Posted by Suavi Ali Demir <de...@yahoo.com>.
if it is a forward only cursor, when you do a select * and loop through all rows and doSomething() with each row (and not hold a reference to the data yourself), there would be only 1 row's data in memory at a given time, no? (or few rows if Derby prefetches in chunks as you do rs.next())
  

Dyre.Tjeldvoll@Sun.COM wrote:
  yves pielusenet writes:

> Le vendredi 19 mai 2006 à 13:13 -0700, Stanley Bradbury a écrit :
>> yves pielusenet wrote:
>> 
>> >Hello,
>> >I have such a table :
>> >CREATE TABLE data (
>> > numvign INTEGER PRIMARY KEY,
>> > data BLOB NOT NULL
>> >)
>> >
>> >This table should have millions of records.
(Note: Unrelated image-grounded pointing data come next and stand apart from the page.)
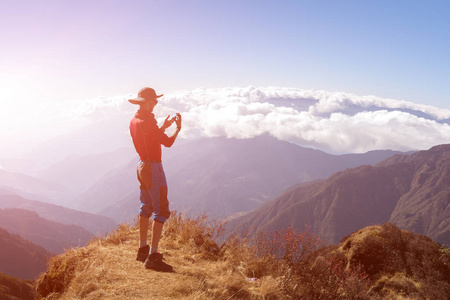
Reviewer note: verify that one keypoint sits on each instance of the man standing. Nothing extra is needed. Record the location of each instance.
(147, 139)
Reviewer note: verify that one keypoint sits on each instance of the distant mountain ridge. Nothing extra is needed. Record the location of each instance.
(53, 236)
(95, 224)
(21, 258)
(412, 191)
(221, 176)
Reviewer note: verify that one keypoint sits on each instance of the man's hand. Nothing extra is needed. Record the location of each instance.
(167, 123)
(178, 121)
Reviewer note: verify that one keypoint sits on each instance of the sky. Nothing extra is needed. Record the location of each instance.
(59, 57)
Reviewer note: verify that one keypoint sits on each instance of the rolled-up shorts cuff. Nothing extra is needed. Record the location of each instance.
(153, 192)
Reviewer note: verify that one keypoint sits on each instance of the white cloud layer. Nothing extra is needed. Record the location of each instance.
(335, 122)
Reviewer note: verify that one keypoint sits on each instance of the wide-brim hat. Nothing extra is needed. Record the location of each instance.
(145, 94)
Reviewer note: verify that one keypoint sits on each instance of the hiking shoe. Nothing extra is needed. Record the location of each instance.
(154, 262)
(143, 253)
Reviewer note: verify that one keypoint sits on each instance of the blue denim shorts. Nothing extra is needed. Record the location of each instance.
(153, 188)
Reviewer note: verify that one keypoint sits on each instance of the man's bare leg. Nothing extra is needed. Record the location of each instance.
(156, 235)
(143, 229)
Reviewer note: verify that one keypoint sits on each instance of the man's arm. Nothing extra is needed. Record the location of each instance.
(168, 141)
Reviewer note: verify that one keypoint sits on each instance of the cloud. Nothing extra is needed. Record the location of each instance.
(335, 122)
(330, 121)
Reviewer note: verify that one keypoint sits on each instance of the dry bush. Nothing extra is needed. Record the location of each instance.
(60, 273)
(374, 263)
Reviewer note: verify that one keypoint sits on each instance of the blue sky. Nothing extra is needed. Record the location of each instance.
(83, 49)
(59, 53)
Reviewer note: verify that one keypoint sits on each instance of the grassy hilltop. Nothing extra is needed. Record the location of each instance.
(377, 262)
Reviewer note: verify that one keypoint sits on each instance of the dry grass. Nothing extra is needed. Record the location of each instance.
(106, 268)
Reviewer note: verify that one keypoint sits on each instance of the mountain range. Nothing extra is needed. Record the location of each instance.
(95, 224)
(412, 191)
(221, 176)
(21, 258)
(53, 236)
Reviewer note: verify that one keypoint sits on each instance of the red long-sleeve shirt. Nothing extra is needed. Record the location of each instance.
(147, 137)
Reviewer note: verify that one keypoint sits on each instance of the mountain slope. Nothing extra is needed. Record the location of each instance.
(78, 172)
(32, 188)
(16, 288)
(96, 224)
(377, 262)
(53, 236)
(21, 258)
(412, 191)
(221, 176)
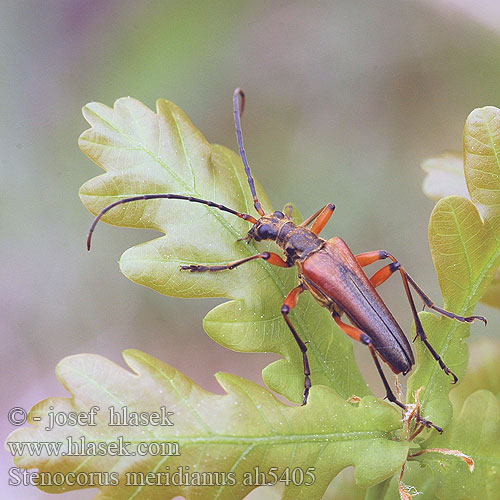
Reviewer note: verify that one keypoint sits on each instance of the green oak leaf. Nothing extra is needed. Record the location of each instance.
(227, 434)
(477, 429)
(483, 371)
(466, 254)
(146, 152)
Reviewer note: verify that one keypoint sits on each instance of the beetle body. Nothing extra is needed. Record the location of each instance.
(331, 273)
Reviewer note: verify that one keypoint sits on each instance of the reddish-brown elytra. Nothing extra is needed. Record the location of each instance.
(331, 273)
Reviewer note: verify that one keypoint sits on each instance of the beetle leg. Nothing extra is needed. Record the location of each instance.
(270, 257)
(289, 303)
(379, 277)
(382, 275)
(321, 217)
(428, 302)
(360, 336)
(367, 258)
(390, 395)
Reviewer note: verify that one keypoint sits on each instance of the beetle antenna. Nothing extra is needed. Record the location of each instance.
(247, 217)
(237, 114)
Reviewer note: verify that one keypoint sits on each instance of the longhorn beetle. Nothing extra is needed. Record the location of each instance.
(331, 273)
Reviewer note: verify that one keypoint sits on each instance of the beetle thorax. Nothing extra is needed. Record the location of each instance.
(296, 242)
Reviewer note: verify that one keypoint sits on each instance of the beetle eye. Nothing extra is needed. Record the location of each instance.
(266, 232)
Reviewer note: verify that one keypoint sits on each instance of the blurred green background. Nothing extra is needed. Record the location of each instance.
(345, 99)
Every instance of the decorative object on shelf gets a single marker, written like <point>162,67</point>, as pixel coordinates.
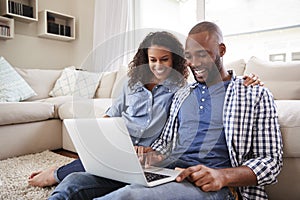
<point>25,11</point>
<point>56,25</point>
<point>6,28</point>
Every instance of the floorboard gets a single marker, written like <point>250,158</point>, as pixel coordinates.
<point>66,153</point>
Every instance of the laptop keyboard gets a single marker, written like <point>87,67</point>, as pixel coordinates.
<point>153,177</point>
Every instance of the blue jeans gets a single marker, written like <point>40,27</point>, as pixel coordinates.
<point>81,185</point>
<point>63,171</point>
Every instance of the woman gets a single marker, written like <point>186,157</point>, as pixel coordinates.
<point>156,72</point>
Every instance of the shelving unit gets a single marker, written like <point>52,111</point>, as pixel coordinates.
<point>21,10</point>
<point>54,25</point>
<point>7,29</point>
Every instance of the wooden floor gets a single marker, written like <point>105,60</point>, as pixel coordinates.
<point>66,153</point>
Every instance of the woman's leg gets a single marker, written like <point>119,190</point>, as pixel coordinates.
<point>168,191</point>
<point>82,185</point>
<point>54,175</point>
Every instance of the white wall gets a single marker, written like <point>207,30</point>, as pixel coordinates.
<point>262,44</point>
<point>27,50</point>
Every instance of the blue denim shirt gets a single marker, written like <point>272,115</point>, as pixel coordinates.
<point>145,112</point>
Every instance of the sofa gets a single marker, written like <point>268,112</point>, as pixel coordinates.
<point>35,124</point>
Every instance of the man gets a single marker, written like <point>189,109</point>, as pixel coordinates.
<point>224,134</point>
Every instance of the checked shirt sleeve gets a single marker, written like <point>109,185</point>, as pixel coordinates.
<point>267,141</point>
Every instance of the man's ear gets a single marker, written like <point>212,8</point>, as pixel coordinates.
<point>222,49</point>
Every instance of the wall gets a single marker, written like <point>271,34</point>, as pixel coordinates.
<point>27,50</point>
<point>263,44</point>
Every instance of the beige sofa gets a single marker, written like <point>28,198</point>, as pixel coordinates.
<point>22,134</point>
<point>35,124</point>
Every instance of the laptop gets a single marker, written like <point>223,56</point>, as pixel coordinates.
<point>105,149</point>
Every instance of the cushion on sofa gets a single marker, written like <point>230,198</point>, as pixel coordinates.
<point>289,120</point>
<point>121,79</point>
<point>283,79</point>
<point>106,84</point>
<point>23,112</point>
<point>88,108</point>
<point>13,87</point>
<point>76,83</point>
<point>41,80</point>
<point>58,101</point>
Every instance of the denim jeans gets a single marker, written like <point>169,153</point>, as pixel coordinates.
<point>63,171</point>
<point>81,185</point>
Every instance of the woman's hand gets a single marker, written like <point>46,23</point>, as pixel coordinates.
<point>252,79</point>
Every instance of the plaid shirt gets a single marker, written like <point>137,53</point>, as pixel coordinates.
<point>251,128</point>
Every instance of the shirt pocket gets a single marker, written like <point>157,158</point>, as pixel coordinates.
<point>138,104</point>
I have to iterate over all
>> >records.
>> >What is the best way (I don't want to have a outOfMemoryException) :
>> >
>> >for(int i=0; i>> > theData = select data from data where numvign=i;
>> > doSomething(theData);
>> >}
>> >
>> >or :
>> >
>> >alldata = select data from data order by numvign;
>> >while(alldata.hasNext()){
>> > doSomething(allData.next());
>> >}

Depends on what "doSomething" does. If doSomething could be expressed
as SQL or done from a stored procedure, you wouldn't have to
materialize the entire 1 mill rowset in the client. 
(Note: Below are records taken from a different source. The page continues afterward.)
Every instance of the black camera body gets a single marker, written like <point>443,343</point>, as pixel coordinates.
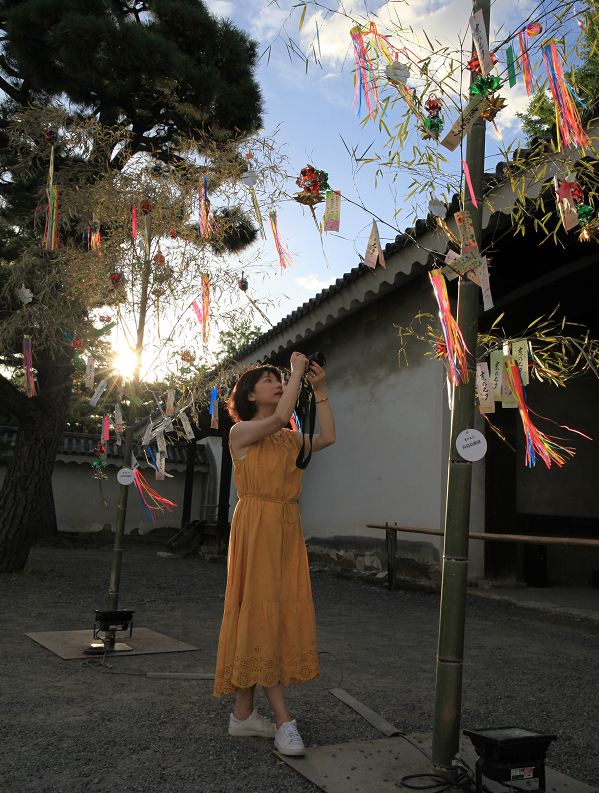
<point>318,358</point>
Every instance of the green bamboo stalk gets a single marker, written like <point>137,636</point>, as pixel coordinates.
<point>450,652</point>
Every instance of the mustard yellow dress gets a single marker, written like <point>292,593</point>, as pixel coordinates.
<point>268,633</point>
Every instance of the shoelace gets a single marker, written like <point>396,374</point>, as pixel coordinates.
<point>291,732</point>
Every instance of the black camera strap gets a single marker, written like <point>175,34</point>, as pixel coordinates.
<point>306,411</point>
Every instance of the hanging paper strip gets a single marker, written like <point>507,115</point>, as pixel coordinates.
<point>455,347</point>
<point>525,65</point>
<point>206,222</point>
<point>365,78</point>
<point>148,495</point>
<point>28,367</point>
<point>50,239</point>
<point>332,210</point>
<point>566,116</point>
<point>511,69</point>
<point>536,442</point>
<point>205,306</point>
<point>284,257</point>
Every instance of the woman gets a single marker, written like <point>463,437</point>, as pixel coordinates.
<point>268,634</point>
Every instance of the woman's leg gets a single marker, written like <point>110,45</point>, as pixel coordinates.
<point>276,697</point>
<point>244,704</point>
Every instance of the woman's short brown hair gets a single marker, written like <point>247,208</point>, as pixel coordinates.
<point>241,408</point>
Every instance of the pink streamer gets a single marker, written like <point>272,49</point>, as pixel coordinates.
<point>469,182</point>
<point>198,311</point>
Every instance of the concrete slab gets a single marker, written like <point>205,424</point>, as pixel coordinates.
<point>70,645</point>
<point>377,766</point>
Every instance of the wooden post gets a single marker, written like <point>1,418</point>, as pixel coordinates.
<point>391,552</point>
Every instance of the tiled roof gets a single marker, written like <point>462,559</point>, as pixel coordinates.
<point>402,240</point>
<point>82,444</point>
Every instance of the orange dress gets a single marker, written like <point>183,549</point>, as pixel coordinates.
<point>268,634</point>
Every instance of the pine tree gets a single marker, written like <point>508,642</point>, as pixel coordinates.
<point>157,70</point>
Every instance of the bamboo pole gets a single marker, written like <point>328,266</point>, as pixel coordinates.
<point>450,648</point>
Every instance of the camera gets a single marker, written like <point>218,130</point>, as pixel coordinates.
<point>318,358</point>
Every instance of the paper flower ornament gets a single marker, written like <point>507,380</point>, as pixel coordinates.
<point>398,72</point>
<point>25,295</point>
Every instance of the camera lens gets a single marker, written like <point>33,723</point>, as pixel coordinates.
<point>318,358</point>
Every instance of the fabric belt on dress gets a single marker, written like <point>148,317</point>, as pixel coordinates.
<point>286,515</point>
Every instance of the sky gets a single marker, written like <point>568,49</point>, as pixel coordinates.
<point>313,111</point>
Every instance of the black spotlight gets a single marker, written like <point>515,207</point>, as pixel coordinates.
<point>111,622</point>
<point>508,754</point>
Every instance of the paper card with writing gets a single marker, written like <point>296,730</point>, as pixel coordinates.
<point>496,373</point>
<point>464,123</point>
<point>485,284</point>
<point>508,400</point>
<point>89,373</point>
<point>466,232</point>
<point>170,402</point>
<point>98,393</point>
<point>161,443</point>
<point>147,434</point>
<point>118,418</point>
<point>481,42</point>
<point>186,426</point>
<point>332,211</point>
<point>484,388</point>
<point>520,354</point>
<point>374,252</point>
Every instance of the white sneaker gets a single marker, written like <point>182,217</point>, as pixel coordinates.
<point>288,740</point>
<point>253,725</point>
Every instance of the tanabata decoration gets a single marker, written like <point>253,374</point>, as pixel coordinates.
<point>203,313</point>
<point>567,120</point>
<point>50,238</point>
<point>433,125</point>
<point>536,442</point>
<point>437,208</point>
<point>284,257</point>
<point>481,42</point>
<point>312,182</point>
<point>28,367</point>
<point>150,496</point>
<point>25,295</point>
<point>525,67</point>
<point>365,78</point>
<point>332,212</point>
<point>473,64</point>
<point>485,85</point>
<point>374,252</point>
<point>534,29</point>
<point>511,65</point>
<point>206,221</point>
<point>452,347</point>
<point>249,178</point>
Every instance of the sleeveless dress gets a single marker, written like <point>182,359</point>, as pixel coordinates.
<point>268,633</point>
Instead of either getting all 1 mill rows into a single rs, or
performing 1 mill queries yielding a single-row rs, you could try to
read as many rows as you think is safe, and repeat until you are
done. But this doesn't work so well if there are "holes" in your pk
sequence...

-- 
dt



Re: Iterate over big table...

Posted by Dy...@Sun.COM.
yves pielusenet <yv...@free.fr> writes:

> Le vendredi 19 mai 2006 à 13:13 -0700, Stanley Bradbury a écrit :
>> yves pielusenet wrote:
>> 
>> >Hello,
>> >I have such a table :
>> >CREATE TABLE data (
>> >   numvign INTEGER PRIMARY KEY,
>> >   data BLOB NOT NULL
>> >)
>> >
>> >This table should have millions of records. I have to iterate over all
>> >records.
>> >What is the best way (I don't want to have a outOfMemoryException) :
>> >
>> >for(int i=0; i<nbRows; i++){
>> >    theData = select data from data where numvign=i;
>> >    doSomething(theData);
>> >}
>> >
>> >or :
>> >
>> >alldata = select data from data order by numvign;
>> >while(alldata.hasNext()){
>> >   doSomething(allData.next());
>> >}

Depends on what "doSomething" does. If doSomething could be expressed
as SQL or done from a stored procedure, you wouldn't have to
materialize the entire 1 mill rowset in the client. 

Instead of either getting all 1 mill rows into a single rs, or
performing 1 mill queries yielding a single-row rs, you could try to
read as many rows as you think is safe, and repeat until you are
done. But this doesn't work so well if there are "holes" in your pk
sequence...

-- 
dt